CORONA-ZEIT
Anfangs habe ich es ehrlich gesagt so empfunden, dass die Situation gar nicht allzu viele Änderungen für Transplantierte mit sich ziehen wird. Wir müssen uns schließlich ein Leben lang an gewisse Regeln und Vorsichtsmaßnahmen halten.
Gerade im Winter zu den Zeiten der Grippe-Welle. In Arztpraxen und Kliniken einen Mundschutz tragen, ständiges Händewaschen, Sterillium immer in der Handtasche und größere Menschenmengen, vor allem in geschlossenen Räumen, meiden.
Doch sollte es anders kommen, mit Ausmaßen, die niemand absehen konnte, kann und wird.
Wie derzeit sicher jeder, vermisse ich die Freiheit und die Möglichkeit, einfach das zu tun, worauf man gerade Lust hat. Als Transplantierte/r ist man in der Vergangenheit oft genug geprüft worden, sich in Geduld zu üben und auf vieles zu verzichten.
Durch ein Spenderorgan haben wir diese Freiheit weitestgehend zurückbekommen. Jeder Tag wird seither als Geschenk angesehen. So wie viele Menschen zur jetzigen Zeit, wurden wir durch unsere persönlichen Krankengeschichten schon einmal wachgerüttelt, haben einen Blick auf die wirklich wichtigen Dinge erhalten. Viele nehmen ihr Leben seither bewusster wahr und genießen jeden Moment intensiver.
Klar, die momentane Zeit ist ungewiss und beunruhigend. Man muss auf vieles verzichten, sei es, sich „nur“ mal eben auf einen Kaffee treffen.
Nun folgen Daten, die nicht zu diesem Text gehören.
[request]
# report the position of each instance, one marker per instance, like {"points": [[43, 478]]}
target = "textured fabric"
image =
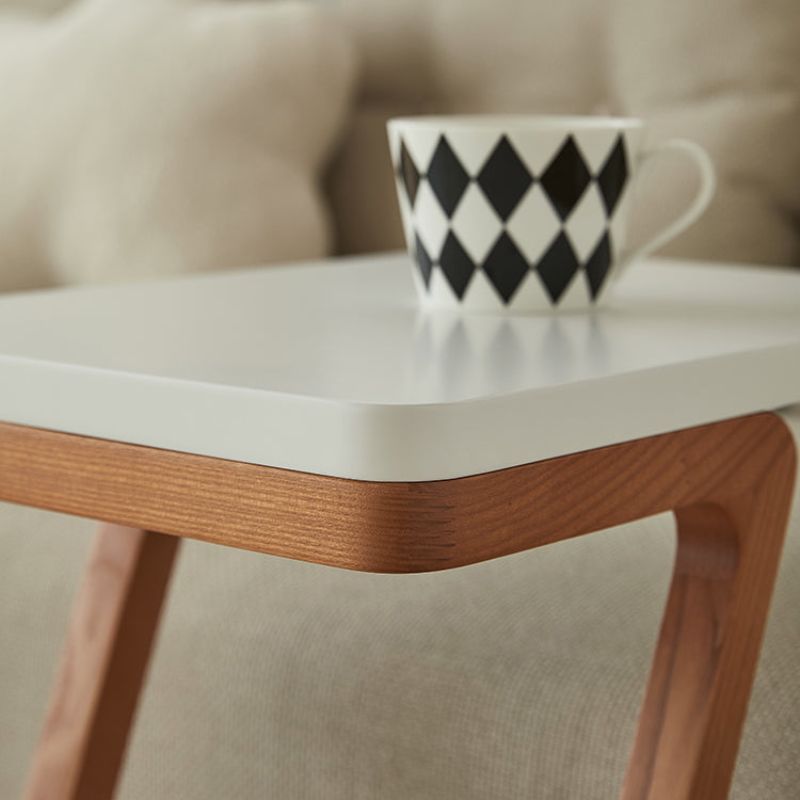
{"points": [[517, 678], [725, 73], [159, 137]]}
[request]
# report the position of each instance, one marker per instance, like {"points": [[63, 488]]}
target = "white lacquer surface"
{"points": [[332, 368]]}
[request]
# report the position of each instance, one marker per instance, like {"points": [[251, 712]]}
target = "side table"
{"points": [[314, 412]]}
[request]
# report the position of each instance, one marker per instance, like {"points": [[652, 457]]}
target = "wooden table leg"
{"points": [[705, 661], [111, 633]]}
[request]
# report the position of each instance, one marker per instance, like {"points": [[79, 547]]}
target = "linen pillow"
{"points": [[166, 136], [725, 73]]}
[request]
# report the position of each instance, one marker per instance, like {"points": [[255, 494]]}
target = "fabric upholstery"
{"points": [[517, 678], [141, 139], [725, 73]]}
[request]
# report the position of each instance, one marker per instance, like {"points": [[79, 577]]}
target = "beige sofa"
{"points": [[511, 679]]}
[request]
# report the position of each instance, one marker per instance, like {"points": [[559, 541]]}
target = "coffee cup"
{"points": [[526, 213]]}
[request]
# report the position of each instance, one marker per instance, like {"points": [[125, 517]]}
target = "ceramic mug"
{"points": [[525, 213]]}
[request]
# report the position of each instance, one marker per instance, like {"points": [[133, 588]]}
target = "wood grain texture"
{"points": [[103, 666], [387, 527], [729, 483]]}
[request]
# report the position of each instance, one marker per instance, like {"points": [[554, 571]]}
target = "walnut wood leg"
{"points": [[705, 662], [730, 483], [111, 633]]}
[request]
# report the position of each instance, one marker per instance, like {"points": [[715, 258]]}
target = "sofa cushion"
{"points": [[724, 73], [160, 137]]}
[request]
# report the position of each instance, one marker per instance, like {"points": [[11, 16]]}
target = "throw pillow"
{"points": [[165, 136]]}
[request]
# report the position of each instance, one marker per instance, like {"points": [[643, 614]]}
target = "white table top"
{"points": [[331, 368]]}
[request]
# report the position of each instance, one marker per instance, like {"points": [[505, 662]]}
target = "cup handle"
{"points": [[708, 182]]}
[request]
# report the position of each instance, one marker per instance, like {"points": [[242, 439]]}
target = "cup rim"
{"points": [[516, 122]]}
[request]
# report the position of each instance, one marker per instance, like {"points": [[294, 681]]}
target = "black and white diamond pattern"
{"points": [[521, 212]]}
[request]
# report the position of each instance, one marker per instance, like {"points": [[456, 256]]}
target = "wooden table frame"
{"points": [[729, 483]]}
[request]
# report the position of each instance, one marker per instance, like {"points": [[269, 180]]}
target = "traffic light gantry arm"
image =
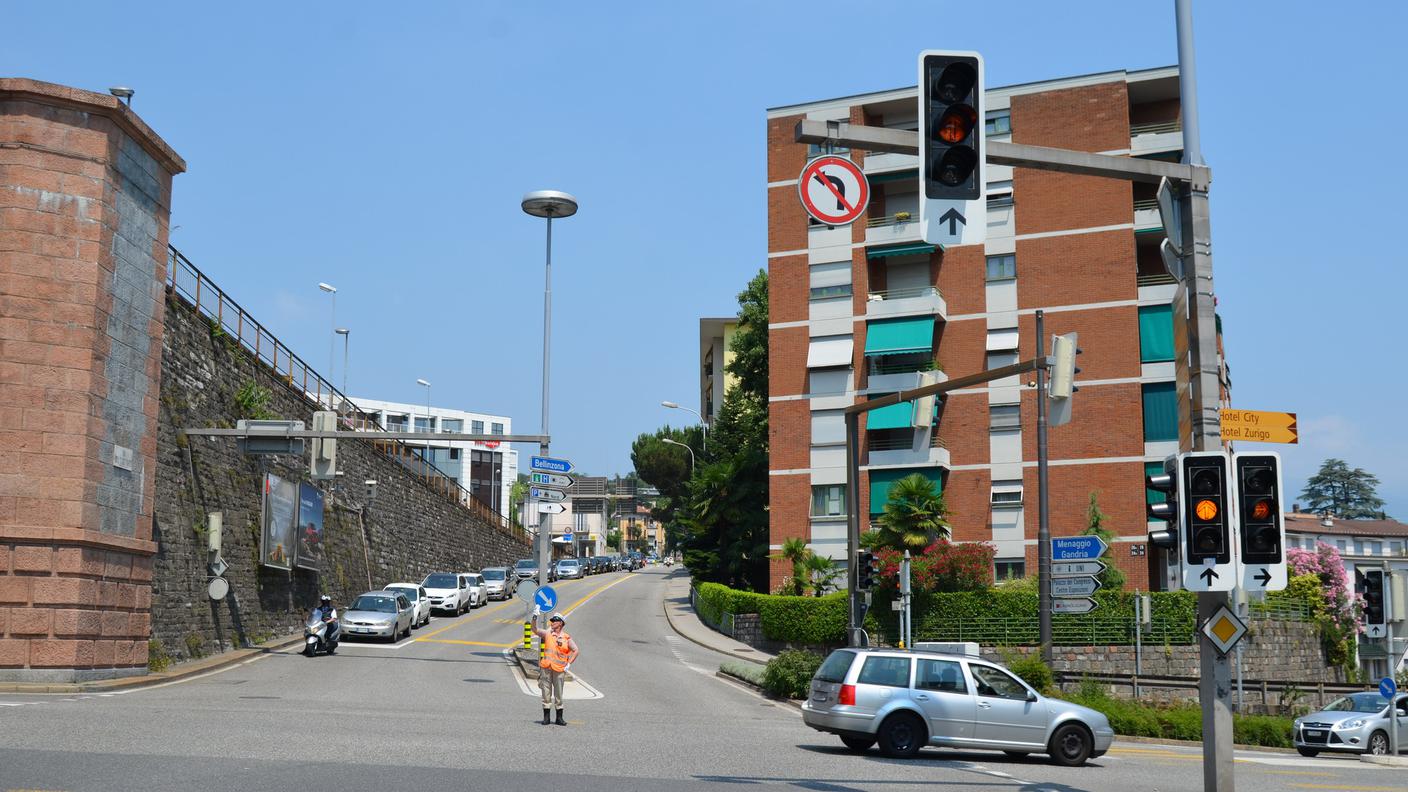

Seit Wochen habe ich so gut wie keinen persönlichen Kontakt zu meinen Freunden. Außer vielleicht kurz an Geburtstagen, im Freien und natürlich nur mit meiner – mir heiligen – FFP3-Maske. Dank ihr, kann ich Arzttermine und Apothekenbesuche beruhigter wahrnehmen.
Aufgrund der Tatsache, dass ich Rentnerin auf Zeit bin, werde ich zumindest durch eine Arbeit nicht noch zusätzlich einer Ansteckungsgefahr ausgesetzt. Die Einkäufe übernimmt meine Mutter. Wohl ist mir bei dem Gedanken ganz und gar nicht. Sie ist zwar noch sehr fit, zählt aber mit 68 Jahren und aufgrund der Lebendnierenspende ebenfalls zur Risikogruppe.
Sehr betroffen macht mich die Situation zwischen Enkeln und Großeltern. Auch wenn es mich nicht persönlich trifft, stelle ich es mir doch unerträglich vor. Mein sechsjähriges Patenkind sehe ich momentan einmal in der Woche. Wir haben einen Muffin-Tag ausgemacht, an dem er bei mir am Küchenfenster vorbeikommt und die gefüllte Vorratsdose abholt. Eine schöne Abwechslung für uns beide.
Mein Glück und ein wenig Abwechslung finde ich – neben dem Backen – derzeit hauptsächlich in der Natur. Ich habe mich wieder intensiver der Fotografie gewidmet, unternehme zusammen mit meiner Mutter Radtouren und genieße es, mich frei bewegen zu können.